H. W. Brands’ new book, Andrew Jackson: His Life and Times, gives Jackson a full and sympathetic treatment that firmly places him in the pantheon of great Americans, but not on the same footing as George Washington, Benjamin Franklin or Thomas Jefferson.
A Rousing Read
Brands, whose story-telling skills have increased with each outing — his last was the well-received The First American: The Life and Times of Benjamin Franklin — paints Jackson’s rough and tumble biography in lively, sometimes inspiring prose that makes this long book an easy read. (I listened to it in the unabridged audio version narrated by John H. Mayer.) He’s quick to credit Jackson for his two best traits — an unwavering belief in participatory democracy, and an unshakeable devotion to the American union. But he doesn’t flinch when calling out Jackson for small-minded and unprincipled behavior.
Pugnacious War Hero
Jackson, who almost single-handedly annexed Florida to the United States, and whose military acumen and tenacity won the battle of New Orleans against overwhelming British skill and manpower, was a popular war hero in his time. But he was pugnacious, engaging in street brawls, duels, and canings until too old to be a bully. And he often acted for the country based on his own beliefs — despite explicit orders to the contrary.
Sometimes haled as the first true democrat, Jackson expressed complete confidence in the will of the people, but, like other powerful leaders, came to believe his opinions best expressed that people’s will. A strong unionist at a time when many Southerners were leaning toward secession, he was a mystical, not rational unionist. He ignored the logical advice and counsel of others about preserving the union when it didn’t mesh with his thinking or came from people he didn’t like.

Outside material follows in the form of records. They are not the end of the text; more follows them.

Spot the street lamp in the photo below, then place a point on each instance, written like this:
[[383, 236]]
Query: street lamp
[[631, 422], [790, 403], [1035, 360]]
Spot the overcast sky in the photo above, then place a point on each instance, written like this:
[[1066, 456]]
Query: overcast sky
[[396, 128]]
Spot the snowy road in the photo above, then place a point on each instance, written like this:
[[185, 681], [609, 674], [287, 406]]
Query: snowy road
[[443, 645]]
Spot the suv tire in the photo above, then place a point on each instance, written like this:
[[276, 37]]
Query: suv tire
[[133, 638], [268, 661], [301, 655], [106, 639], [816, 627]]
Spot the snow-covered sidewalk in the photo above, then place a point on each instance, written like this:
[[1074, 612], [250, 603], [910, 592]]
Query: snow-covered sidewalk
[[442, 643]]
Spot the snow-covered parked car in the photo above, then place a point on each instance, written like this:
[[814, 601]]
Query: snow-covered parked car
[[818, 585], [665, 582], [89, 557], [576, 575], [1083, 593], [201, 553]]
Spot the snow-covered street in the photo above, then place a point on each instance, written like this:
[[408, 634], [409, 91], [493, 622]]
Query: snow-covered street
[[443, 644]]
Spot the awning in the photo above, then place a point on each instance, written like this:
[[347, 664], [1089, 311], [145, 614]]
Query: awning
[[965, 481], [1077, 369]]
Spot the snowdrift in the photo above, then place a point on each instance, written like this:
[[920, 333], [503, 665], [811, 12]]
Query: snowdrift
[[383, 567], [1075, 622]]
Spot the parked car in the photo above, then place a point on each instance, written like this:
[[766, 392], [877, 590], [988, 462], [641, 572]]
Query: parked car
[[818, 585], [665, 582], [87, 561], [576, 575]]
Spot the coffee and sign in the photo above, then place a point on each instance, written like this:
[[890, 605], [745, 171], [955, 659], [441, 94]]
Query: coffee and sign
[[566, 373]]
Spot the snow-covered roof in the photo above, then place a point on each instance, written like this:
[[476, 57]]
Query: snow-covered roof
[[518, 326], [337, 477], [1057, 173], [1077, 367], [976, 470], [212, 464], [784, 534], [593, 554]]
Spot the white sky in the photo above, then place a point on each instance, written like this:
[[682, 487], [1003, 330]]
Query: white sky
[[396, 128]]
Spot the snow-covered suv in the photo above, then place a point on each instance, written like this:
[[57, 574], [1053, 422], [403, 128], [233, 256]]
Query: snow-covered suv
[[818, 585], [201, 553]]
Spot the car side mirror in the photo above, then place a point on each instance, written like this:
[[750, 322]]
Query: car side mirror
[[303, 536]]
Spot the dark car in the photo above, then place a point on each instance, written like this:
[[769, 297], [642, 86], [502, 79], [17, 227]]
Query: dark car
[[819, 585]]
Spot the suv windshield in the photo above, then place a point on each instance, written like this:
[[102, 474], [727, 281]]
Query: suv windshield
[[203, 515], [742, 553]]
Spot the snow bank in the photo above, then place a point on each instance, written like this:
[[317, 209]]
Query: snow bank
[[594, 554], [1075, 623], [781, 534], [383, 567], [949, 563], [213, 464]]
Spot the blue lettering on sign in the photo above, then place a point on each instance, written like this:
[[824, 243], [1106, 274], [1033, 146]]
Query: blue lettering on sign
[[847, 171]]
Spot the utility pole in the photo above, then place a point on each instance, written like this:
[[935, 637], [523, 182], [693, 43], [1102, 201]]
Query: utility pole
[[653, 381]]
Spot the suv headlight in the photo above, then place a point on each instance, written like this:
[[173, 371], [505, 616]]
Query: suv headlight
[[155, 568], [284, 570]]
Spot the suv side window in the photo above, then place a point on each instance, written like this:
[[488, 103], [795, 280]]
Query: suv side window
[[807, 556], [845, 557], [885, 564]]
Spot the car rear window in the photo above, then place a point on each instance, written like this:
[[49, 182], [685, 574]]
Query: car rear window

Roots of Devotion, Democracry
Brands’ biography makes it pretty clear that Jackson’s single-minded devotion to the union and his willingness to act without orders derived from his mother, whose bravery in facing down the British and rescuing her captured sons from two enemy prisons would be remarkable even today. But at book’s end, Jackson’s belief in democracy is still a mystery. He was literate, but not a scholar or thinker. He was a lawyer, but barely. He commanded by fiat, not consensus. The antecedents shout dictator; the facts say democracy. Go figure!